文:ベストカーWeb編集部/写真:ベストカーWeb編集部、日産
【画像ギャラリー】専用パーツてんこ盛りのNSIMOもいいけど……ちょっとした特別装備が豪華なGグレードのレザーエディションもアリじゃない?(14枚)画像ギャラリーGは装備と価格のバランスが光る王道グレード
まず基準になるのはGだ。価格は282万1500円で、WLTCモード燃費は27.2km/L。全長4045mm、全幅1735mm、全高1525mmの扱いやすいサイズに、100kW(136PS)のフロントモーターを組み合わせる。ノートよりひとクラス上の余裕ある加速感と、オーラらしい内装の質感を味わえる基本グレードだ。

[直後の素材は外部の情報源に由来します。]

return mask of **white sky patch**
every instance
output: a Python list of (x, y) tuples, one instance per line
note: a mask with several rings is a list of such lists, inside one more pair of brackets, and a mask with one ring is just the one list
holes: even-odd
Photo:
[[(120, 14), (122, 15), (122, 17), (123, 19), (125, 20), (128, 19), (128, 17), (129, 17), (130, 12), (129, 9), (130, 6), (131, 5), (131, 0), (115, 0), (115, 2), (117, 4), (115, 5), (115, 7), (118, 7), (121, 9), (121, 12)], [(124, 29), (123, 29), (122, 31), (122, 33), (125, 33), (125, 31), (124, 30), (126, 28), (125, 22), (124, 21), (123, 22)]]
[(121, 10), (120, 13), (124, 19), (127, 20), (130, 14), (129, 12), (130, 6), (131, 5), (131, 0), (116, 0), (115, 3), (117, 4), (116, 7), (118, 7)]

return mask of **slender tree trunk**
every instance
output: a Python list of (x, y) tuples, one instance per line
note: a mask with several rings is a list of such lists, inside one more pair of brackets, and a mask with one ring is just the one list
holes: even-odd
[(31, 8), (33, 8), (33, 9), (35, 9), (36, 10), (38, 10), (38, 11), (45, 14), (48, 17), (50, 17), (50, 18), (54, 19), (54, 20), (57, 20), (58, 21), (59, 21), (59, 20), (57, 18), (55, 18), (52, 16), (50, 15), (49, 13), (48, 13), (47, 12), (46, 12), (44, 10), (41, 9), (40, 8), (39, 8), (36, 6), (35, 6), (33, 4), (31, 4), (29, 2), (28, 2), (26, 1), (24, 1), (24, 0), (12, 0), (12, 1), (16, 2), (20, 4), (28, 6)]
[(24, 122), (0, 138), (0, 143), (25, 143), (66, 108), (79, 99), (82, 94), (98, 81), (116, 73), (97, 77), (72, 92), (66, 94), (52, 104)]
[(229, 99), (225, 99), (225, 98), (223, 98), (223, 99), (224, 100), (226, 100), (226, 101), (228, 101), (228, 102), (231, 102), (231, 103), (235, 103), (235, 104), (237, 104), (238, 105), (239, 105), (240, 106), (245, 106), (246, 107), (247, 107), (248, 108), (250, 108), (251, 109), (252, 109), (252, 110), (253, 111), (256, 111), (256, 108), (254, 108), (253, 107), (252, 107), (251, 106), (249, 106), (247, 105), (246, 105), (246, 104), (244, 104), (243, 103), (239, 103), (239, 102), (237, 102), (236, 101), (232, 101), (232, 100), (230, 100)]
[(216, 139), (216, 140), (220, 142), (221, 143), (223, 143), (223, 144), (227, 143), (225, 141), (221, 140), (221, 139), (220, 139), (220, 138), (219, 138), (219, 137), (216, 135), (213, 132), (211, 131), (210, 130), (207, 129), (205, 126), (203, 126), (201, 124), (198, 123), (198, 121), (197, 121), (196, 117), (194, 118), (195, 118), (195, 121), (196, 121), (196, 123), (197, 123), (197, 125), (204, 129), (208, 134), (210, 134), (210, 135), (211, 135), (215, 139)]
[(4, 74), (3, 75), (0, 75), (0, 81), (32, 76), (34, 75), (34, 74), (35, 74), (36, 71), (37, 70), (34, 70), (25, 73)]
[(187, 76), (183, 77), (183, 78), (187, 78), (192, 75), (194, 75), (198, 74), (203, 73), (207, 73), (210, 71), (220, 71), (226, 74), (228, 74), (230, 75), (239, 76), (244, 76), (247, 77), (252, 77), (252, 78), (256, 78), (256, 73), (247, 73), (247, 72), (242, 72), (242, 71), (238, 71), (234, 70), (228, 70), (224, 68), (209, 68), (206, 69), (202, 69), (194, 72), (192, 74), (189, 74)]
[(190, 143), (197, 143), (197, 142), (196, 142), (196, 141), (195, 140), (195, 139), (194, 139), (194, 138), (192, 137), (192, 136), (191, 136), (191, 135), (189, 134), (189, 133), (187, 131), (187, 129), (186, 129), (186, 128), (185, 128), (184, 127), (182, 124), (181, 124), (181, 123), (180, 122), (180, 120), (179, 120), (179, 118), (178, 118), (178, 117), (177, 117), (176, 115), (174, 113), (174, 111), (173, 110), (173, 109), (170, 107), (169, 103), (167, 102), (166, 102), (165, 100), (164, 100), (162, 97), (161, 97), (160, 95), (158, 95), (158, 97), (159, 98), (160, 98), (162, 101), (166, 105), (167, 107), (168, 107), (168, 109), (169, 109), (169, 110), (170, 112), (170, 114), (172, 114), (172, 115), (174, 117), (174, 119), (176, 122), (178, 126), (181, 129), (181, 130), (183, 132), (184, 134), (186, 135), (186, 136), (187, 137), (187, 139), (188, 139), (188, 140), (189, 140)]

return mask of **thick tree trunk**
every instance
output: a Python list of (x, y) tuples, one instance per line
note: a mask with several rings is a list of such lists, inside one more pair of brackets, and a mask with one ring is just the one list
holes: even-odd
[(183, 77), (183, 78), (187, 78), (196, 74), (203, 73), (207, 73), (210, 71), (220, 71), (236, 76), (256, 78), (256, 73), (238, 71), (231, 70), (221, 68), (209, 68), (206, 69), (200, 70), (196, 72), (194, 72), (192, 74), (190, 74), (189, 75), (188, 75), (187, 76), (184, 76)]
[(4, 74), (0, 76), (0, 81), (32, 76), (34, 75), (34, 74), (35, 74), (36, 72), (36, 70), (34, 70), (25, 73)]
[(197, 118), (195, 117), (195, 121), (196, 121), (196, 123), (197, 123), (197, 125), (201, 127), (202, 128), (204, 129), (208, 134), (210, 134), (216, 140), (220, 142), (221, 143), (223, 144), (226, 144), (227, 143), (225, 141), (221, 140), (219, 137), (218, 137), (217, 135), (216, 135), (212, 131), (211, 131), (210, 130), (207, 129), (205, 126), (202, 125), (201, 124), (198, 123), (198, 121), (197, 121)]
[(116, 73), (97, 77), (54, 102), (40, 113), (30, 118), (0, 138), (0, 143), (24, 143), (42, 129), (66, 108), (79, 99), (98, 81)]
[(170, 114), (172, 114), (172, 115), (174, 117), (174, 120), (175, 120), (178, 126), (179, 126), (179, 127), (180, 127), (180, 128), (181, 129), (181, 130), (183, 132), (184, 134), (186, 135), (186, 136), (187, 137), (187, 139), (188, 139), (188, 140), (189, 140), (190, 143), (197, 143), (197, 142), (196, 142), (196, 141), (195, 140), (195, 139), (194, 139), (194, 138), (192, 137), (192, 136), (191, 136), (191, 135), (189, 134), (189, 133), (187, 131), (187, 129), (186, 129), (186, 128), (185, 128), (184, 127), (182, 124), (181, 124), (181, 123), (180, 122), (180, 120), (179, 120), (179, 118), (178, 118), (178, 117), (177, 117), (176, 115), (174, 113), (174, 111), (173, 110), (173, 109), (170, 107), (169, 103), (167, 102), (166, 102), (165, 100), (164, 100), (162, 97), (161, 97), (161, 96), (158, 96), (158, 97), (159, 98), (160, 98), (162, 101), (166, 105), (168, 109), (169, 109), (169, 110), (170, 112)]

オーラを選ぶ時点で、単なる安さより「ちょっといいコンパクトが欲しい」という気持ちはあるはず。その意味でGはかなりちょうどいい。派手さは控えめだが、日常で触れるインテリアの質感、電動車らしい静かでスムーズな走り、3ナンバーらしい踏ん張った見た目まで、オーラのうまみはきちんと入っている。
G leather editionは291万2800円で、Gとの差は9万1300円。大きなポイントは本革シートによる室内の上質感だ。価格差だけを見れば、かなり現実的な上乗せ。長く乗る人、内装の満足度を重視する人なら、この9万1300円は惜しくない。逆に、シート素材へのこだわりが薄いならGで十分。ここはかなり好みが出る。
NISMOはコスパより“乗るたび楽しい”で選ぶ1台
一方、NISMOは312万5100円。Gとの差は30万3600円、G leather editionとの差でも21万2300円ある。WLTCモード燃費は23.3km/Lとなり、燃費面ではG系に譲る。だから、単純な買い得感だけで選ぶグレードではない。
ただしNISMOには、専用エアロ、専用チューニング、走りの味づけという明確な魅力がある。オーラの上質さに、ピリッとしたスポーツ感を足したキャラクターだ。毎日の通勤や買い物でも、ステアリングを握るたびにちょっと気分が上がる。ここに価値を感じるなら、価格差は納得しやすい。
結論として、ベストバイはG leather editionだ。Gとの差は9万1300円に収まり、オーラらしい上質感をさらに濃くできるのが強い。価格重視ならGでも満足度は高いが、せっかくオーラを選ぶなら室内のリッチ感まで楽しみたい。
NISMOは損得勘定ではなく、走りと見た目に惚れた人の指名買い。冷静に選ぶならG leather edition、熱量で選ぶならNISMO。この棲み分けがいちばんわかりやすい。